Лысый, который бил его, крепко и привычно спокойно спал, завернувшись в длинное свое черное пальто, и на руке его, прикрывшей глаза, отчетливо проступало слово «Люся» и синий голубок, несущий в клюве дубовый листик.
Послушал, послушал анекдоты Витюни и, напялив стеганый толстый ватник — в камере стояла холодина, — свернулся калачиком Мамочка-Никишкин и захрапел.
Рядом, понурясь, сидели двое с «фонарями» во всю щеку, и над ними стояло болбочущее облачко негромкого разговора, в котором слышались иногда с трудом различимые отдельные слова. Вдруг один из них уставился на Сапроненко заплывшим глазом.
— А ты чё слушаешь?! Я т-те щяс послушаю…
— Бей фраеров! — заорал длинный в полосатом свитере и, пригнув голову, кинулся на Сапроненко.
Но недаром Сапроненко служил на границе.
И вышло так, словно долговязый бежал и просто наткнулся на выставленный Сапроненко локоть.
— Уй-я-а-а… — взвыл тот, уже валяясь на сером, заплеванном полу. — Уй, сука-а… Ну, сука-а-а…
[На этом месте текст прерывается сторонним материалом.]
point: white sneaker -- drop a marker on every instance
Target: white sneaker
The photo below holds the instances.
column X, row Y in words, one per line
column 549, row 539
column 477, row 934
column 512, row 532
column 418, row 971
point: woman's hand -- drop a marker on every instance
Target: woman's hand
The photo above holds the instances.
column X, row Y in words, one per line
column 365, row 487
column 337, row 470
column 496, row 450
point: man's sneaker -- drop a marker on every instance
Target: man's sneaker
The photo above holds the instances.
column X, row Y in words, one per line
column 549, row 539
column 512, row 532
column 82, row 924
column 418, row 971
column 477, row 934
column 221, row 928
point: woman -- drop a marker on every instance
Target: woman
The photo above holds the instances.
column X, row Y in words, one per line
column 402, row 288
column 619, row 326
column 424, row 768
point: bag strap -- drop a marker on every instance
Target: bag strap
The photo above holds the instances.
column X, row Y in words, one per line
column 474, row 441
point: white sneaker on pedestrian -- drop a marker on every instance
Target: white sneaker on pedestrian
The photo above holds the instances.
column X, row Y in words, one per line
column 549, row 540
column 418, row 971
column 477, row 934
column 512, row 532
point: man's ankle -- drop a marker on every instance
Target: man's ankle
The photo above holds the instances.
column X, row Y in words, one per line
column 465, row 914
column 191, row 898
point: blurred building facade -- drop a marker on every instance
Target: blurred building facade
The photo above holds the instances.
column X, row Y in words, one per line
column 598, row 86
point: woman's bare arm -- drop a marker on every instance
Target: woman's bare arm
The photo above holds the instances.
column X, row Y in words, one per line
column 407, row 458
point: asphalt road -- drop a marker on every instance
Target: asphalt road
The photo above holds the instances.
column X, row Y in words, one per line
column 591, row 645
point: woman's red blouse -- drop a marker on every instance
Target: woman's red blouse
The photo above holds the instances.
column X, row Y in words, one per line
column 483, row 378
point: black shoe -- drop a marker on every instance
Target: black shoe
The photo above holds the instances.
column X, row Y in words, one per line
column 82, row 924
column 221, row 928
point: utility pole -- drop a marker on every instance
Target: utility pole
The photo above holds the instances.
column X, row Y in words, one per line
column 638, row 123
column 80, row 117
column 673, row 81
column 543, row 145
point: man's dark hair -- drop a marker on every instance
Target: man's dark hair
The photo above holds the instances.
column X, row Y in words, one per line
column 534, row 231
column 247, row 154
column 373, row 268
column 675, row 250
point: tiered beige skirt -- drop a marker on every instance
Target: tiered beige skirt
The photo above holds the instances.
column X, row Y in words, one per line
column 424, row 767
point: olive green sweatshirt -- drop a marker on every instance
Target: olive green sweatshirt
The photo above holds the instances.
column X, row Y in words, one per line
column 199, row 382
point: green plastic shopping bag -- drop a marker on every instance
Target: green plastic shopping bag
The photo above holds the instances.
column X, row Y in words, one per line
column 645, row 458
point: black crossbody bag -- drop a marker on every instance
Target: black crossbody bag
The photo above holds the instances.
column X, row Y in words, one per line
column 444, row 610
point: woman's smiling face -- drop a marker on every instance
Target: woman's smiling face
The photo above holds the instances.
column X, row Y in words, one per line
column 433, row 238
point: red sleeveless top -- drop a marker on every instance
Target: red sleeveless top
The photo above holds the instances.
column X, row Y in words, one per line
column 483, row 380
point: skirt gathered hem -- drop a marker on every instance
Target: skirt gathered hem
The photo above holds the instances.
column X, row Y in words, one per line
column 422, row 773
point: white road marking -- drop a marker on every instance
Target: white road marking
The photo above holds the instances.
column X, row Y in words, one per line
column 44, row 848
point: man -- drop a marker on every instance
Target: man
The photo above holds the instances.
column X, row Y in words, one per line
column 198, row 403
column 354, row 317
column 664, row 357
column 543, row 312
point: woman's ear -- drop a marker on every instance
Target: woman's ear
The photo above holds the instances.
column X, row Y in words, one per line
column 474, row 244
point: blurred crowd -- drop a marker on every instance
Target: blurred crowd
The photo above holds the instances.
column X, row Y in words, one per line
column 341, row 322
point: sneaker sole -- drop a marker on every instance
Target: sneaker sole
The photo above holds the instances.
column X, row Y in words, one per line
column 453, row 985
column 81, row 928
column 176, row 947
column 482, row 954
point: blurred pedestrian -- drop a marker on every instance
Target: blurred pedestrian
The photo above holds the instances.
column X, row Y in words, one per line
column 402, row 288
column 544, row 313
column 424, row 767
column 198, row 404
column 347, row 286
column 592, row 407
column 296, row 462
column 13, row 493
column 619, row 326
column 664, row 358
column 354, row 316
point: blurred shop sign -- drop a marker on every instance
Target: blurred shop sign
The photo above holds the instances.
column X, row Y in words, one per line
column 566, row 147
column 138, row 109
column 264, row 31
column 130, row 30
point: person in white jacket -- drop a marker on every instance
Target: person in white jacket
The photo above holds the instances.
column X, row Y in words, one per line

— Хорошо ты его, — поощрительно сказал тот, что не велел слушать. Он протянул Сапроненко большую опухшую лапищу. — Николай. Я в этом понимаю. В десантных служил?
— На границе, — сказал Сапроненко.
— А-а… — сказал мужик. — Хорошо. Это я уважаю. Ты… — он наклонился к уху Сапроненко, — смотри теперь, не зевай. Этот, — он показал глазами на длинного, — и «перо» пустит, он его так заховает, ни один мент ве найдет.